Mapping the SOLiD sequencing data
SOLiD sequencing reads (50 bp) were aligned to the human genome (hg18/NCBI36) using the CLCbio Genomics Workbench (v 3.0) [19] with a custom RainDance Workflow plug-in, and in-house Perl scripts. Before assembly, the reference genome was annotated with the 384 amplicon targets, consisting of 382 discontiguous regions, using a gff file (Additional file 1: Table S2). Primer locations of non-overlapping amplicon targets were omitted from analysis as SNP detection is not possible under the primer as the PCR will generate amplicon product for these regions from the primer and not the gDNA. Default settings for reference assembly (Additional file 3: Table S3) were used. Non-unique reads were mapped randomly to possible placements. All aligned sequence reads were exported in SAM [20] format.

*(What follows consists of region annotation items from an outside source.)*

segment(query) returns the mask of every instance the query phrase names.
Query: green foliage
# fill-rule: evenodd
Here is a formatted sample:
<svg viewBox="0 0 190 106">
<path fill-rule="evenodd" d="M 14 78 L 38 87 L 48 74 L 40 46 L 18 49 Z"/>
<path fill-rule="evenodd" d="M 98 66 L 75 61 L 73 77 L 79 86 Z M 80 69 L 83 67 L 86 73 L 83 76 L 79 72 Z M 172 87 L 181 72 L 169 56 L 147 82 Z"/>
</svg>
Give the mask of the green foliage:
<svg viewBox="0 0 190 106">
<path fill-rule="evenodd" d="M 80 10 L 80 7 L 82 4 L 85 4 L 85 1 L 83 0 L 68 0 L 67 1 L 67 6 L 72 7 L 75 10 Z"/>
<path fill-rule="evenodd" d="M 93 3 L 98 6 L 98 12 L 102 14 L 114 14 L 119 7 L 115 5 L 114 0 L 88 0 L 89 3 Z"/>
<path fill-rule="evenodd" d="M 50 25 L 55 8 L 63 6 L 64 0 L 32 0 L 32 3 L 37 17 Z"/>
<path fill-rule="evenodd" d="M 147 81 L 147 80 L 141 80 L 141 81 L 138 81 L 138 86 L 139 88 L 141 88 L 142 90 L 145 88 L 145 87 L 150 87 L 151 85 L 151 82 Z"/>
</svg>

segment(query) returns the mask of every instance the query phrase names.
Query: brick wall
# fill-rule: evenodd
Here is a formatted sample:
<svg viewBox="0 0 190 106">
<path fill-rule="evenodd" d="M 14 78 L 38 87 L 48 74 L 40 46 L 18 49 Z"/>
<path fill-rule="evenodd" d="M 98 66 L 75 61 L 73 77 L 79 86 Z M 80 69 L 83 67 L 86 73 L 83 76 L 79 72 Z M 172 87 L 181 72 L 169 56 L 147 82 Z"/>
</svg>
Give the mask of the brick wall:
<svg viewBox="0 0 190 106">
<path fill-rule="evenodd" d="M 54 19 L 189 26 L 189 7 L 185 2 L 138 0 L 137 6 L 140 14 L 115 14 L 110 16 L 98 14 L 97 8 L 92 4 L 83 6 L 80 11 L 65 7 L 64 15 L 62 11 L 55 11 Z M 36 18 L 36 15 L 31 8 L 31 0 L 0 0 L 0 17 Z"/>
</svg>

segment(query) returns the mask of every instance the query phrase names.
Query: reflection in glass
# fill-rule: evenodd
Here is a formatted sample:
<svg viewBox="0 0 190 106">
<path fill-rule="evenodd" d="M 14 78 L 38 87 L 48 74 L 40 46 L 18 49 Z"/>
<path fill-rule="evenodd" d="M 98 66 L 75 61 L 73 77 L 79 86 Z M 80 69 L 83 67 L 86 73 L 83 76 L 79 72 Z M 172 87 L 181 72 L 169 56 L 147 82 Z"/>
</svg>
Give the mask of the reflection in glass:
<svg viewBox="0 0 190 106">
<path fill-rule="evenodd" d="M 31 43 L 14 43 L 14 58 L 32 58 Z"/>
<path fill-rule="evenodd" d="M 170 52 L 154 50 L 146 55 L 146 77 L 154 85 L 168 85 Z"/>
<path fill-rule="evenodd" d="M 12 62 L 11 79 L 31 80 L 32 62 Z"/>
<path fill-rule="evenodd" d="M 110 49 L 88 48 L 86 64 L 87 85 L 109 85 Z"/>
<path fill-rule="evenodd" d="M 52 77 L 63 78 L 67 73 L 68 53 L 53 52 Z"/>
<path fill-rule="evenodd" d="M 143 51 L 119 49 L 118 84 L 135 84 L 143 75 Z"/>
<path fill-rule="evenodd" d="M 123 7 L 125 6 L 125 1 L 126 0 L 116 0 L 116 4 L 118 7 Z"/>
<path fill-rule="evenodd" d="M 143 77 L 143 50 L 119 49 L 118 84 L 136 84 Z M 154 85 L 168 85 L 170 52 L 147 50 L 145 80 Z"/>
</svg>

Sequence variant identification
Single nucleotide sequence variants were identified using the CLC bio Genomics Workbench (v 3.0), using default settings with the following exceptions: minimum allele frequency was set to 10%, minimum coverage was set to 5, maximum coverage was set to 15,000. Only SNPs that were located in amplicon target regions, excluding primer locations, were analyzed. Nucleotide coverage of known SNP positions in the target regions were extracted using a Perl wrapper in combination with Samtools 0.1.7 [20]. Samtools pileup files were combined with a Perl script. Nucleotide sequence data reported are available in the GenBank databases (the Sequence Read Archive (SRA)) under the study accession number ERP000999 [21]).
Data analysis
SNP concordance was determined by comparing HapMap genotype data (HapMap Public Release #27, merged II + III) to SNPs found using the CLC bio Genomics Workbench. Caucasian (CEU) HapMap SNPs from NA12003, NA12004, NA10838, NA11829, NA11830, and NA10856 were downloaded from [22]. SNPs detected from the SOLiD sequencing data were also compared to SNPs from dbSNP, Build 130. A Perl script was written to extract all known SNPs from the six HapMap samples.
SNPs were considered heterozygous if non-reference allele frequency was 10-90%. SNPs were considered homozygous if non-reference allele frequency was equal to or greater than 90%. For a SNP to be considered detected, the SNP had to have at least five reads per allele. Therefore a heterozygous SNP had to have at least 10 counts per position to be considered “detected”. Only detected SNPs were used for concordance calculations.